The images were from Alice in Wonderland. It was Alice in the boat. She is buying an egg, and it turns into Humpty-Dumpty. The woman serving in the shop turns into a sheep and the next minute they are rowing in a rowing boat somewhere, and I was visualizing that.
Elsewhere Lennon had remarked, “I always wanted to write Alice in Wonderland. I think I still have that as a secret ambition.”
James Thurber discovered a kindred spirit in Lewis Carroll’s “nonsense” poem “Jabberwocky” (1872), imitating its absurd distortion of language in his early poem “When the Linotyper Falls in Love”:
Tell me not in mournful muxbuz
Life is but an excvt bewtrpfg
For the soul of dzzftt that spblitz
And rubguppfg are not what they
In “What Do You Mean It Was Brillig?” (1939), Thurber lifts specific “Jabberwocky” language to convey an indescribable dialect: “In Della’s afternoon it is always brillig; she could outgrabe a mome rath on any wabe in the world. Only Lewis Carroll would have understood Della completely.”

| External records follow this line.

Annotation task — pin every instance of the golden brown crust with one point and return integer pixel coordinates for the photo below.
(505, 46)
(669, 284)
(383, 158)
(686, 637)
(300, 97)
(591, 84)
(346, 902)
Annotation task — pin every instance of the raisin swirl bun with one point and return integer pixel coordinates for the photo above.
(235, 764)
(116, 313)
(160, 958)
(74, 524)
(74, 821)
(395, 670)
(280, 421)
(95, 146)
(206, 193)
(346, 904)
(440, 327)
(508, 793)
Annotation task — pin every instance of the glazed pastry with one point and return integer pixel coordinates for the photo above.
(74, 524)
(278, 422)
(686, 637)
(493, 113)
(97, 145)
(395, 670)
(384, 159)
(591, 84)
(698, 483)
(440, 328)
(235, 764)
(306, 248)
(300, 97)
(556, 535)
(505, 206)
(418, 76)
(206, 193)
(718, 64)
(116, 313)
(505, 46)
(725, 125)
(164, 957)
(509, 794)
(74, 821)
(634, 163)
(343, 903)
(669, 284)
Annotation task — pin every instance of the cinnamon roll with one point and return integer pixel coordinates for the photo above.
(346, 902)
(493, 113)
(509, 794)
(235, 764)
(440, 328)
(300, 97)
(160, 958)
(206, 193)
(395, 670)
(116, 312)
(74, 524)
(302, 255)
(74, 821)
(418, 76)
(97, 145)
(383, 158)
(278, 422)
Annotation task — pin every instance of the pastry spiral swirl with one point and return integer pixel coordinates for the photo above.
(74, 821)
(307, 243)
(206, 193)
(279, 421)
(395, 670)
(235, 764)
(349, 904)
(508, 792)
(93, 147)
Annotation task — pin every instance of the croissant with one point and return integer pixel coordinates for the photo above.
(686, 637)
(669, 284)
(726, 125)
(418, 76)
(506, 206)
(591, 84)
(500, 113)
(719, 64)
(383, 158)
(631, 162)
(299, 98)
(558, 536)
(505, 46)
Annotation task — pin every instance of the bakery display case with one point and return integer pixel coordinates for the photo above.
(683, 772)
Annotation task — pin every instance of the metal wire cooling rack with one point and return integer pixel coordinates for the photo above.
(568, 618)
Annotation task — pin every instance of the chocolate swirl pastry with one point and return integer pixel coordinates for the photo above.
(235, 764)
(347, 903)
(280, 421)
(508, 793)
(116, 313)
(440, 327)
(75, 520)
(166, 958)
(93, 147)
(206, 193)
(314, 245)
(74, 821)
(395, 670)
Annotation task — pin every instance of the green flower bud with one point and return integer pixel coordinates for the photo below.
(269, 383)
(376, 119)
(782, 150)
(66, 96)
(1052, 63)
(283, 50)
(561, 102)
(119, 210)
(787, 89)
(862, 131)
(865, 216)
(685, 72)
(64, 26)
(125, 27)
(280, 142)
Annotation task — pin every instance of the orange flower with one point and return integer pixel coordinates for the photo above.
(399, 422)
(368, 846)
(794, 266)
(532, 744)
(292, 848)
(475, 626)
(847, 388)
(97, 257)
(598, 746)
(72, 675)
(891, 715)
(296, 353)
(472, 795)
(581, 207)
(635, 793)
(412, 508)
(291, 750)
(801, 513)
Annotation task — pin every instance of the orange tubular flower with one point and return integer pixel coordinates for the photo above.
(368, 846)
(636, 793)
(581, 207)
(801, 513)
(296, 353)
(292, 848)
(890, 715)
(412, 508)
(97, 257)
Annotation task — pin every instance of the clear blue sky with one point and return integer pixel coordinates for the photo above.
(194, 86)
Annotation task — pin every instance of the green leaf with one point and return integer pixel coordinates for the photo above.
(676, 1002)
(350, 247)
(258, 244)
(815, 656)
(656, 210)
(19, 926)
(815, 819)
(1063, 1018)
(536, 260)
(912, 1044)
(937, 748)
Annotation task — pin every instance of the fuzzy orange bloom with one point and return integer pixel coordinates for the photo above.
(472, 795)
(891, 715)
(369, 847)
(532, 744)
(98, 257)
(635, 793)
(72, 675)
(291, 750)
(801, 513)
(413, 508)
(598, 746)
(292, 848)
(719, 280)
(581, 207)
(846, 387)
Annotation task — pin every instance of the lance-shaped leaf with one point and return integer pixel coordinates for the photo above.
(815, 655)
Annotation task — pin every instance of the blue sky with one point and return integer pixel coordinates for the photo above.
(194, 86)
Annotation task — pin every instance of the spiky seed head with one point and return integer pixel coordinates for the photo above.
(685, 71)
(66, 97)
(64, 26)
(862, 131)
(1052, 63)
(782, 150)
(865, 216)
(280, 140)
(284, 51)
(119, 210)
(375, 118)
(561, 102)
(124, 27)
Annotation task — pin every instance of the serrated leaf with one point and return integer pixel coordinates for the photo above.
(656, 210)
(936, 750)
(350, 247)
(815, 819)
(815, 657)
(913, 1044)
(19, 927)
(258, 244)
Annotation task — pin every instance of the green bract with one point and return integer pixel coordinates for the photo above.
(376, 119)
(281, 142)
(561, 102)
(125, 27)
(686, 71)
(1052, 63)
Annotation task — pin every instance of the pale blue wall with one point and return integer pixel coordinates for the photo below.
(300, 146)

Carroll’s Alice’s Adventures in Wonderland bolstered Thurber’s fascination with odd perceptions, which began with his own poor eyesight. Seven-year-old Thurber severely injured his left eye in a game of William Tell. He eventually lost the eye but gained surreal awareness. His essay “The Admiral on the Wheel” (1936) claims it increased his imagination: “With perfect vision, one is inextricably trapped in the workaday world, a prisoner of reality…. The kingdom of the partly blind is a little like Oz, a little like Wonderland…. Anything you can think of, and a lot you never would think of, can happen there.”